We need a cost function to measure how well do we do for now. And the training of the network becomes a optimization problem. The method we use in the problem is gradient descent. Let me try to explain it.

Assume we have a cost function, and it is always non-negative. For example, this function is a good one:

\begin{equation} C(x, y, w, b) = {1 \over 2} (y - a_l(x, w, b)) ^ 2 \end{equation}

Then the goal is try to make the output of the cost function smaller. Since x and y is fixed, the change of cost function while change w and b little could be shown as this:

\begin{equation} \Delta C = {\partial C \over \partial w} \Delta w + {\partial C \over \partial b} \Delta b \end{equation}

In order to make the cost function smaller, we need to make \(\Delta C\) negative. We can make \(\Delta w = - {\partial C \over \partial w}\) and \(\Delta b = - {\partial C \over \partial b}\). So that \(\Delta C = - ({\partial C \over \partial w}) ^ 2 - ({\partial C \over \partial b}) ^ 2\) which is always negative.

Compute Partial Derivative

So the goal is to compute the partial derivative \(\partial C \over \partial w\) and \(\partial C \over \partial b\). Using equations (1), (2), (3), (5) and chain rule, we can get this:

\begin{equation} {\partial C \over \partial a_l} = a_l - y \end{equation} \begin{equation} {\partial C \over \partial a_i} = {\partial C \over \partial a_{i+1}} {\partial a_{i+1} \over \partial \sigma} {\partial \sigma \over \partial z_{i+1}} {\partial z_{i+1} \over \partial a_i} = {\partial C \over \partial a_{i+1}} \odot {\sigma^{'}(z_{i+1})} w_i^{'} \end{equation} \begin{equation} {\partial C \over \partial w_i} = {\partial C \over \partial a_{i+1}} {\partial a_{i+1} \over \partial \sigma} {\partial \sigma \over \partial z_{i+1}} {\partial z_{i+1} \over \partial w_i} = a_i^{'} {\partial C \over \partial a_{i+1}} \odot {\sigma^{'}(z_{i+1})} \end{equation} \begin{equation} {\partial C \over \partial b_i} = {\partial C \over \partial a_{i+1}} {\partial a_{i+1} \over \partial \sigma} {\partial \sigma \over \partial z_{i+1}} {\partial z_{i+1} \over \partial b_i} = {\partial C \over \partial a_{i+1}} \odot {\sigma^{'}(z_{i+1})} \end{equation}

Note that we use \(\odot\) before \(\sigma^{'}\) is because function \(\sigma(z)\) is element wise.

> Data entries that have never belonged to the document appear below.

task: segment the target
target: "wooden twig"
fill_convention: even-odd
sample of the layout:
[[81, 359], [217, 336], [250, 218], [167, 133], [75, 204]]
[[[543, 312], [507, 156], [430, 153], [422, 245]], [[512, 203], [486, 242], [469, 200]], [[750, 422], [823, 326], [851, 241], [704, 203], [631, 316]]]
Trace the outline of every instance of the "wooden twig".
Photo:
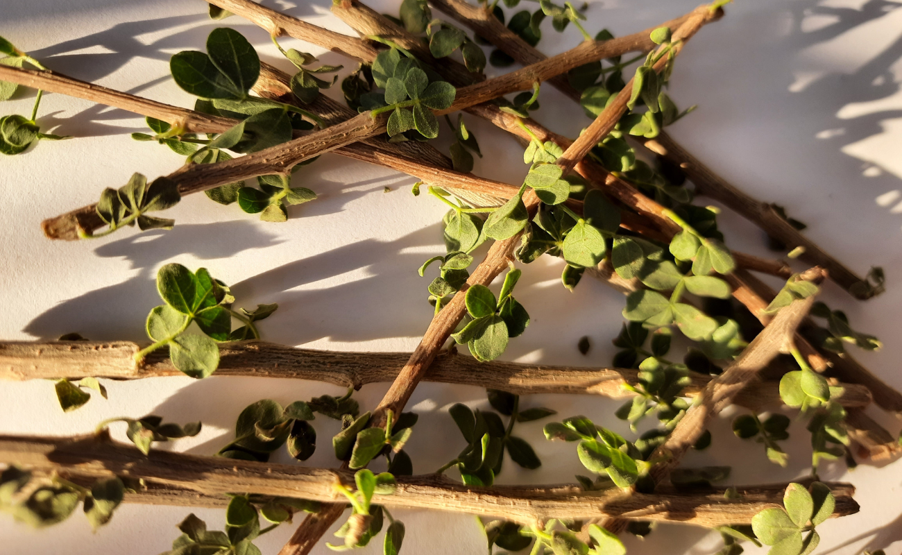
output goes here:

We can find there are many same parts in these equations: \({\partial C \over \partial a_{i+1}} \odot {\sigma^{'}(z_{i+1})}\). So we can define \(\delta_i = {\partial C \over \partial a_i} \odot {\sigma^{'}(z_i)}\), and rewrite these equations like this to avoid compute these parts many times:

\begin{equation} \delta_l = (a_l - y) \odot \sigma^{'}(z_l) \end{equation} \begin{equation} \delta_i = \delta_{i+1} w_i^{'} \odot \sigma^{'}(z_i) \end{equation} \begin{equation} {\partial C \over \partial w_i} = a_i^{'} \delta_{i+1} \end{equation} \begin{equation} {\partial C \over \partial b_i} = \delta_{i+1} \end{equation}

With these equations, we can write the back propagation algorithm easily.